The earlier posts on git and perforce sound as if I'd rather use perforce than git. True in a way. Perforce rocks. It's practically bug-free, for a start — after more than a decade of use I can only remember one bug (using one variant of p4 obliterate made p4 diff report the wrong diff).

But rocking bug-freely isn't enough. The software has to do what's needed.

p4 rename still doesn't exist after a decade on many (most?) users' wishlist. The current suggested workaround makes me ill. Refactoring and other operations involing rename are (in my opinion) absolutely required in the long run, so I think rename is deferrable but eventually vital.

The way git implements rename would suit perforce's architecture, and as far as I can tell it's good enough. Git users don't complain about it.

IPv6 support was promised to me six years ago, it's still not there, and the six year wait made me rather apprehensive.

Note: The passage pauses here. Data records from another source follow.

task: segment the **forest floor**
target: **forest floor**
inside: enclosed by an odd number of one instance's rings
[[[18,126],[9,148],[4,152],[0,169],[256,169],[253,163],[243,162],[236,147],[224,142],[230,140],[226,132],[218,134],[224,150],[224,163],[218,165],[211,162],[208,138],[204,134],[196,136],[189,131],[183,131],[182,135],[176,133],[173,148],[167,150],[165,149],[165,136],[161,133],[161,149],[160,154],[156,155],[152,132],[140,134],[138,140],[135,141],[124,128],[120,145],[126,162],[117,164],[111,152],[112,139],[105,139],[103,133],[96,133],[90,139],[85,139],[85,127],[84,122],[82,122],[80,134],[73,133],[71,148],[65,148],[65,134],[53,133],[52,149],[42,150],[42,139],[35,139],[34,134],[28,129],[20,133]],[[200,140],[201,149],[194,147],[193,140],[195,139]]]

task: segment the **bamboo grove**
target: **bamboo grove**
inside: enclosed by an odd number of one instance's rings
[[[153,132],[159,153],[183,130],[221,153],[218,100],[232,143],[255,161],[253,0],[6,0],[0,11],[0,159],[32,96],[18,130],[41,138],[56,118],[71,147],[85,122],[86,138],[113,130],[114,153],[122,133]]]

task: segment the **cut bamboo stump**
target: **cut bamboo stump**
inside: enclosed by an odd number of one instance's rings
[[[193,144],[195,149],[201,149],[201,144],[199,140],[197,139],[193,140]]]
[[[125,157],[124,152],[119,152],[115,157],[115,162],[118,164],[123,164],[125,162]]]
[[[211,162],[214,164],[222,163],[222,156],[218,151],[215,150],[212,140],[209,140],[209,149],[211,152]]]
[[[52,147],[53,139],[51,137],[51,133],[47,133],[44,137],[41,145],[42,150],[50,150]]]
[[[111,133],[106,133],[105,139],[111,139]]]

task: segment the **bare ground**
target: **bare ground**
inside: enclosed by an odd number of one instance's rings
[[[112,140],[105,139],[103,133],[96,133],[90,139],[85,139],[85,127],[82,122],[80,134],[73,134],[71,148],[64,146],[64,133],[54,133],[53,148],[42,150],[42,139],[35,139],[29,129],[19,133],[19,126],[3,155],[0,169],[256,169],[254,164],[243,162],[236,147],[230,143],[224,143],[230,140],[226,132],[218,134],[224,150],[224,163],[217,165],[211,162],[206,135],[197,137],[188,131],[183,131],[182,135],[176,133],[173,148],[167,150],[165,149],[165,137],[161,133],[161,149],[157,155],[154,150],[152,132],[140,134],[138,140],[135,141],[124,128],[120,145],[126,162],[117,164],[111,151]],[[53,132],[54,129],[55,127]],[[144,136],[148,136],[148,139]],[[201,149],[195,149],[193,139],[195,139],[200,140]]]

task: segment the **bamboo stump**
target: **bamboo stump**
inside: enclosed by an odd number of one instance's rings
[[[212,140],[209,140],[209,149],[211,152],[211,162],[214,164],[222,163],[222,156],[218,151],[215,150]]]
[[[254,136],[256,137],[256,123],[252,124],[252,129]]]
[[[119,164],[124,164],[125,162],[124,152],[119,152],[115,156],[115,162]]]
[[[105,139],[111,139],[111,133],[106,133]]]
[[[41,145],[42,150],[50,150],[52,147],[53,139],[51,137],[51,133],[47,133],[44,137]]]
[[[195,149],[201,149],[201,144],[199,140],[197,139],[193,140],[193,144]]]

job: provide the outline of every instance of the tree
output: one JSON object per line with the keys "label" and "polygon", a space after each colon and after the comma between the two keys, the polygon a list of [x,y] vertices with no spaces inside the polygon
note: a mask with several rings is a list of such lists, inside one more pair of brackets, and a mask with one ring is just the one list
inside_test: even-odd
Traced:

Perforce's license scheme for open source projects is generous, but not quite good enough. One fills in a form, sends in a fifteen-page fax and a few days later Perforce issues a one-year license for the requested number of seats. Wait twelve months, rinse and repeat. The support is great, too. But every year I had the feeling that the application was considered from first principles, often by different people, and the application of the first principles didn't feel as firm and unchanging, as predictable, as I'd wish.

In other words, I expected to want the depot for twenty years, and I was never quite confident that Perforce would renew the license twenty times. So when I lost confidence that Perforce would implement a sane p4 rename, and git appeared, I think that tipped the scales for me.